He labored to leap onto his numb, incredibly unhappy legs as he looked up at the cliff from which they had fallen. He was aghast at the height—over thirty feet, the rough equivalent of jumping out from the fourth floor of his high school. That, combined with the hardness of the ground, made their very survival quite a feat. 

“You totally turned into my Buddha there, Ram. If it wasn’t for your wind magic there, we’d be—” 

It was when Subaru tried to express his gratitude for Ram saving his life that he realized she wasn’t moving within his arms. 

Ram’s head drooped as a thin line of blood trickled down from her nostril. Her eyes were closed, her breaths shallow, and the only sounds she made were painful moans. 

“Ah, er, Ram? Uh, geez, this is bad.” 

He gently rocked her body and called out to her, but Ram made no reply. 

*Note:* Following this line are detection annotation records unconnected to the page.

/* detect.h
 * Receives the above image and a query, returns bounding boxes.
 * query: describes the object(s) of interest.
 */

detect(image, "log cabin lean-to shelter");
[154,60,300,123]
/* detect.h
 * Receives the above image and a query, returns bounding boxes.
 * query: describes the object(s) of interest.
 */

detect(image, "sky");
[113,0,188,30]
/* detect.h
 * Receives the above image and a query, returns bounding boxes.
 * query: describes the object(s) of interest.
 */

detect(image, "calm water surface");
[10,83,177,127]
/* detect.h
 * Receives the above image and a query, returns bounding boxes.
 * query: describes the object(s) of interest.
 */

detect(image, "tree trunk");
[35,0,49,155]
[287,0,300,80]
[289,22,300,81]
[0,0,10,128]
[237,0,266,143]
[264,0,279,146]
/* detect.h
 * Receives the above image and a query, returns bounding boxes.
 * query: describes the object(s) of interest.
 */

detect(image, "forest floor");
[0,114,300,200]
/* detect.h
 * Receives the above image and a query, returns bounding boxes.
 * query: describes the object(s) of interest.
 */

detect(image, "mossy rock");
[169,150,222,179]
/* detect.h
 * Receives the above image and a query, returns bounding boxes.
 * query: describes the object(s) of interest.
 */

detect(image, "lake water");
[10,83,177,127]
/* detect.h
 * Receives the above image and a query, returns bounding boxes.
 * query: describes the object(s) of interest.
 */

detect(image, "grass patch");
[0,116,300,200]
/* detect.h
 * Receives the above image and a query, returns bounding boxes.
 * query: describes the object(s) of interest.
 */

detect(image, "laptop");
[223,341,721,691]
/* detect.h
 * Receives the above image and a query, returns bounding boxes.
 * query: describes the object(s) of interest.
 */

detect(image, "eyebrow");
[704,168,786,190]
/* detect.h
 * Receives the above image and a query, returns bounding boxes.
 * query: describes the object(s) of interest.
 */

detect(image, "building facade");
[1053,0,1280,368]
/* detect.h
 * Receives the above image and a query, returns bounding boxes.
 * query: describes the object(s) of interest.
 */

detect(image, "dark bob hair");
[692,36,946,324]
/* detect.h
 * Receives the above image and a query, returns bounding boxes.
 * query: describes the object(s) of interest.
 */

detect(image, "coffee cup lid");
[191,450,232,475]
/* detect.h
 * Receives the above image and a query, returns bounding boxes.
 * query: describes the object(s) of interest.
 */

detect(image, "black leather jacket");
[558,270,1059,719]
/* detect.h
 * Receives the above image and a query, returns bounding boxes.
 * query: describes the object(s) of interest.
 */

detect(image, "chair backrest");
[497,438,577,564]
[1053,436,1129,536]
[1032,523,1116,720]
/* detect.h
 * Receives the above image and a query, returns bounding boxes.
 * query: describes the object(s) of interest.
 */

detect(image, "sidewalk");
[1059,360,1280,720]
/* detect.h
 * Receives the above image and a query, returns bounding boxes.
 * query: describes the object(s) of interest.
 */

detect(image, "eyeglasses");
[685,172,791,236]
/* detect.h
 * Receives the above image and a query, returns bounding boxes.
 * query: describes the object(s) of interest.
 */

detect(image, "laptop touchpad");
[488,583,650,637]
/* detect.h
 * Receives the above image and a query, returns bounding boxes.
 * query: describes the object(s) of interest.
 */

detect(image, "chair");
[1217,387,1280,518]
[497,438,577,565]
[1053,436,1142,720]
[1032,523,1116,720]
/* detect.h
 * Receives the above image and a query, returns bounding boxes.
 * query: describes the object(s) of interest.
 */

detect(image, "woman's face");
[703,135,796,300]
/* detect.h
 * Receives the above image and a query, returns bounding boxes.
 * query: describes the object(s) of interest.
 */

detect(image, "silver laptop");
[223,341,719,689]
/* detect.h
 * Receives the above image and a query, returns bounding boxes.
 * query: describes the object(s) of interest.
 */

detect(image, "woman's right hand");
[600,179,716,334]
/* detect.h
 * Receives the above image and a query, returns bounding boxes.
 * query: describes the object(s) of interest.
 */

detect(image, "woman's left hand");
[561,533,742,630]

From the beginning, she’d been exhausted from using Clairvoyance and fighting the demon beasts. No doubt Ram had really overdone it with that spell, putting her mind in a precarious state. 

“Ah, crap. My timing really is shitty…” 

Subaru cursed his own impulsiveness as he re-embraced Ram more carefully. He laid her down beside him, awkwardly slid the broken blade into its sheath, and looked up. 

Even the demon beasts couldn’t leap down the edge of a sheer precipice after them. Surely they’d circle around to resume their pursuit. He’d hoped that would give them the advantage in the meantime. 

“Oh, come on, you’ve gotta be kidding me!” 

The very moment Subaru looked above his head, a large number of rocks flowed down the slope that they’d barely survived falling from—and riding atop them was a pack of demon beasts, with a pup deploying its mana leading the way. 

Subaru recognized the demon beast pup: He was absolutely certain it was the one that had first cursed him in the village, and the one that Rem had delivered a powerful blow to when it chased the children the night before. 

Seeing the way the other demon beasts followed it, as if it led that whole pack in spite of its size, Subaru couldn’t keep a dry laugh away. 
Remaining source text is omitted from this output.